Re: [PATCH dwarves v1] btf_encoder: handle .BTF_ids section endianness when cross-compiling

public inbox for dwarves@vger.kernel.org
 help / color / mirror / Atom feed

From: Jiri Olsa <olsajiri@gmail.com>
To: Eduard Zingerman <eddyz87@gmail.com>
Cc: dwarves@vger.kernel.org, arnaldo.melo@gmail.com,
	bpf@vger.kernel.org, kernel-team@fb.com, ast@kernel.org,
	daniel@iogearbox.net, andrii@kernel.org, yonghong.song@linux.dev,
	Alan Maguire <alan.maguire@oracle.com>, Daniel Xu <dxu@dxuuu.xyz>,
	Kumar Kartikeya Dwivedi <memxor@gmail.com>,
	Vadim Fedorenko <vadfed@meta.com>
Subject: Re: [PATCH dwarves v1] btf_encoder: handle .BTF_ids section endianness when cross-compiling
Date: Fri, 22 Nov 2024 16:11:01 +0100	[thread overview]
Message-ID: <Z0CfBQR8zxgJv_AP@krava> (raw)
In-Reply-To: <20241122070218.3832680-1-eddyz87@gmail.com>

On Thu, Nov 21, 2024 at 11:02:18PM -0800, Eduard Zingerman wrote:
> btf_encoder__tag_kfuncs() reads .BTF_ids section to identify a set of
> kfuncs present in the ELF being processed.
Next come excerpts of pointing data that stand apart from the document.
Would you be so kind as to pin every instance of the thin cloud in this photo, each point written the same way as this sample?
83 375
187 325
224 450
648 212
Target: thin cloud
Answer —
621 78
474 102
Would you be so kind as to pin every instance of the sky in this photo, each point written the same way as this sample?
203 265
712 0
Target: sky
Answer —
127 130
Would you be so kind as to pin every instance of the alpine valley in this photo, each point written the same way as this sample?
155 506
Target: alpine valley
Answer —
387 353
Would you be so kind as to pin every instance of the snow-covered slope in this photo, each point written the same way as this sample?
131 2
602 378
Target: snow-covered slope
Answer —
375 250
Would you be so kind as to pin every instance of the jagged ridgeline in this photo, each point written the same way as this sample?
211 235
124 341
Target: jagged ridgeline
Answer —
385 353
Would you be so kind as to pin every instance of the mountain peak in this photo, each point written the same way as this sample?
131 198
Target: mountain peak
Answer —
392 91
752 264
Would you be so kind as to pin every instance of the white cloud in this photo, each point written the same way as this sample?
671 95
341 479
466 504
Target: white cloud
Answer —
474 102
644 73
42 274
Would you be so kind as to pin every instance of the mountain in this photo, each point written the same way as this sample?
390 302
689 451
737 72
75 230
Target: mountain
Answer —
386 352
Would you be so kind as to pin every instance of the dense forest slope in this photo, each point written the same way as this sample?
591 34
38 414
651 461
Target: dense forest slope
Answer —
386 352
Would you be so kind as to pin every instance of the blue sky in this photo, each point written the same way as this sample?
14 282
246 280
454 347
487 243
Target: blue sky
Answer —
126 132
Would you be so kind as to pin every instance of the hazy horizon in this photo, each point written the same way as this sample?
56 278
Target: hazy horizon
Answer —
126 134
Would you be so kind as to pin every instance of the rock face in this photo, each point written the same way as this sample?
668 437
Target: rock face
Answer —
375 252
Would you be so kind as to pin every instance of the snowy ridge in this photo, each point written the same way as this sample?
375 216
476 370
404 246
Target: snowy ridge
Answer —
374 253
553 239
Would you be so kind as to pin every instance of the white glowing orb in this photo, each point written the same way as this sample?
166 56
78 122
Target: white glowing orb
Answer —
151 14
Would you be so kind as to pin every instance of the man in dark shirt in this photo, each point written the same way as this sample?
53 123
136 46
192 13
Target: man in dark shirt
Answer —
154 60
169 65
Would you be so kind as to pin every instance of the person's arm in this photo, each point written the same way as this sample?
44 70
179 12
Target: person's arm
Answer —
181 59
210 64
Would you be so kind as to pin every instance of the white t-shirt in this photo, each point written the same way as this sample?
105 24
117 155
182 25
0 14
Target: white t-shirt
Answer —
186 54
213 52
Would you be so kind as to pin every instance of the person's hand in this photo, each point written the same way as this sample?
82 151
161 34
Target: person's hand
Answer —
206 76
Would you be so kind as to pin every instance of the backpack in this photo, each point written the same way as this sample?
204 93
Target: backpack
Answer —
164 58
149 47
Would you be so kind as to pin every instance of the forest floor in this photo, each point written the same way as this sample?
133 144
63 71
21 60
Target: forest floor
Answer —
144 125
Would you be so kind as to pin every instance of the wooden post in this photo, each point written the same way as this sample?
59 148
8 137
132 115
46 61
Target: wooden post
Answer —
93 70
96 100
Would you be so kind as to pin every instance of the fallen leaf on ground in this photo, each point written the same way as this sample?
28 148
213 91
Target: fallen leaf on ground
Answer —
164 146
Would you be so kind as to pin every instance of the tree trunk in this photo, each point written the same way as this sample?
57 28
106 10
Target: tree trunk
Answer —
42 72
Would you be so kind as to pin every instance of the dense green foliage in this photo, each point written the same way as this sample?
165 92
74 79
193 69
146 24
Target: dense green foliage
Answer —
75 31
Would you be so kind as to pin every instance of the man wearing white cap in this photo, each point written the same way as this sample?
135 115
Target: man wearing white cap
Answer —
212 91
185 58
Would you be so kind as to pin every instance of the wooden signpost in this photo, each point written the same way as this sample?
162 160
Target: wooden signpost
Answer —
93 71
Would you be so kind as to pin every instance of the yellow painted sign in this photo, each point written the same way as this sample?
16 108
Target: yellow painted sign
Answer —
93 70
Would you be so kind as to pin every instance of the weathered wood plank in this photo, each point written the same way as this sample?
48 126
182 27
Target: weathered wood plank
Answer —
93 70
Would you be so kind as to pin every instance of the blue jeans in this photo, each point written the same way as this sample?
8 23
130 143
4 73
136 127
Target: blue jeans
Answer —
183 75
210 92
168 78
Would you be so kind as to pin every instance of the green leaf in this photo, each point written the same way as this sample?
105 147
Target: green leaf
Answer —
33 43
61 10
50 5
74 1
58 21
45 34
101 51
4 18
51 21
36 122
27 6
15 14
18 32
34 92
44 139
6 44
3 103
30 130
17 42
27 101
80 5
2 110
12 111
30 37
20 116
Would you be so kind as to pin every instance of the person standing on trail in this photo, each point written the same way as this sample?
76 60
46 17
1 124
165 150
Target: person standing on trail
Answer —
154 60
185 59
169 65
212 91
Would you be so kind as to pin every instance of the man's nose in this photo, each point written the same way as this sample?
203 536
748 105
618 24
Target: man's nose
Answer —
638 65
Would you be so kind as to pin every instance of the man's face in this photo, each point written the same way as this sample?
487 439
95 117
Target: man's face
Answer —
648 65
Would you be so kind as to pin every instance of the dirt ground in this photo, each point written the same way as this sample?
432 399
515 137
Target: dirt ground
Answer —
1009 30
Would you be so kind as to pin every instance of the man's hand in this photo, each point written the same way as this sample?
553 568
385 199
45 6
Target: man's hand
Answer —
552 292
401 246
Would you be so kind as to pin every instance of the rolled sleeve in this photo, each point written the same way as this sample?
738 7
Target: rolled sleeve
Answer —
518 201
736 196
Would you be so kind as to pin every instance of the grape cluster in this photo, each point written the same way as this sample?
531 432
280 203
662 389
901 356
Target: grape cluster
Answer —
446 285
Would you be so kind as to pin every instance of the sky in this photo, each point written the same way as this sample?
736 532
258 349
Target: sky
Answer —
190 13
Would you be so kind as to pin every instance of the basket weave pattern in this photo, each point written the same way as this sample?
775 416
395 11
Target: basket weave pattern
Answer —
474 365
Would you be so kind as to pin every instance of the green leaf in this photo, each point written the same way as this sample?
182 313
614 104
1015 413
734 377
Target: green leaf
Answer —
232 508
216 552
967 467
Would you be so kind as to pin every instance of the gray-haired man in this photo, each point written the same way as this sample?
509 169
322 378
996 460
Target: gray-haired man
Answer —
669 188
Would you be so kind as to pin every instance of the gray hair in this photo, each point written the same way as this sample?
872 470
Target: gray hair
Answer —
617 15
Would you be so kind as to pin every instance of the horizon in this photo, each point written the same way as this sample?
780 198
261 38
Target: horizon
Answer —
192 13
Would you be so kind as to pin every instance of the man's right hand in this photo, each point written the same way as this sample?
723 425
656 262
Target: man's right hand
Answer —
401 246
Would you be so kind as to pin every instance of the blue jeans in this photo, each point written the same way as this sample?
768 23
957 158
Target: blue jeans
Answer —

This section consists of
> records of the following shape:
> 
>   struct btf_id_and_flag {
>       uint32_t id;
>       uint32_t flags;
>   };

it contains pairs like above and also just id arrays with no flags, but
that does not matter for the patch functionality, because you swap by
u32 values anyway

> 
> When endianness of binary operated by pahole differs from the
> host endianness these fields require byte swap before using.
> 
> At the moment such byte swap does not happen and kfuncs are not marked
> with decl tags when e.g. s390 kernel is compiled on x86.
> To reproduces the bug:
> - follow instructions from [0] to build an s390 vmlinux;
> - execute:
>   pahole --btf_features_strict=decl_tag_kfuncs,decl_tag \
>          --btf_encode_detached=test.btf vmlinux
> - observe no kfuncs generated:
>   bpftool btf dump test.btf format c | grep __ksym
> 
> This commit fixes the issue by adding an endianness conversion step
> for .BTF_ids section data before main processing step, modifying the
> Elf_Data object in-place.
> The choice is such in order to:
> - minimize changes;
> - keep using Elf_Data, as it provides fields {d_size,d_off} used
>   by kfunc processing routines;
> - avoid sprinkling bswap_32 at each 'struct btf_id_and_flag' field
>   access in fear of forgetting to add new ones when code is modified.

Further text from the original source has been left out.